Porque, ¿a quién llamamos inmigrante? Inmigrante no es sólo alguien que vino alguna vez de fuera -como todos-, sino alguien que debe dar explicaciones de porqué ha venido y qué hace aquí. Es decir, inmigrante es aquél al que se convierte en objeto de la premisa básica de toda exclusión, que es el de ser considerado una anomalía que debe ser aclarada, convertirlo en destinario de una suerte de estado de excepción que sólo a él afecta. El inmigrante lo es, ante todo, porque es constantemente obligado a justificarse, en el caso más extremo cuando se interrumpe su circulación para exigirle “sus papeles”. En el caso más sutil cuando, luego de haberse detectado su naturaleza de “cuerpo extraño” -a través del idioma que habla, por ejemplo-, se le interroga sobre sus intenciones. Eso mismo es lo que hace la consabida “fiesta de la diversidad”, de la que hemos conocido múltiples versiones en el año que termina. El antirracista que la organiza hace lo mismo que el policia: llama aparte a alguién que ha atraído su atención y le espeta : “¡venga, identifíquese!”, “identidad, por favor”, etc.
Hoy está de moda preguntarse sobre qué hacer con la heterogeneidad que crece y se intensifica felizmente ante nuestros ojos. Pero, ¿es que hay que hacer alguna cosa ante lo que, por lo demás, es un hecho y basta? Si bien es cierto que toda desigualdad debiera soliviantarnos, ante la pluralidad, ¿acaso no se impone el ejercicio no del llamado “derecho a la diferencia”, sino de ese otro derecho, todavía más vital, que es el de una cierta indiferencia ante singularidades personales o colectivas cuyo ejercicio cualquier constitución democrática ya protege de sobras?

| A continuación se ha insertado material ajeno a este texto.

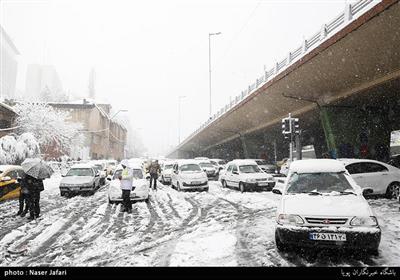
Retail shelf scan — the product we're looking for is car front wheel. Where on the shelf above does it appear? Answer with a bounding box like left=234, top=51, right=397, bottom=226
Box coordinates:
left=386, top=182, right=400, bottom=199
left=239, top=182, right=246, bottom=193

Sé que a mi lado, en el metro, por la calle, en los vestíbulos de las estaciones, en la escuela, en el mercado, hay gente que no piensa como yo, que no habla como yo, que no hace lo que yo. Y, ante ello, ¿qué hago?: no hago nada. Ni les tolero ni les dejo de tolerar, no sé quienes son ni me interesa, no les amo, no les odio, ni siquiera me fijo en ellos. Puedo preocuparme por su bienestar, pero su identidad -origen, religión, orientación sexual, gustos, ideología...-, su identidad mi importa un bledo. Por su parte, ellos, los demás, incluso los más raros, no esperan de mí que les acepte, que les comprenda, que me abra a ellos, ni que les monte una fiesta. Aspiran a ser gente, personas que cogen el autobús y que se mojan cuando llueve, ciudadanos con sus obligaciones y sus derechos, individuos a los que sólo se les aborda para pedirles la hora. Quieren lo que todos queremos: que nos dejen en paz.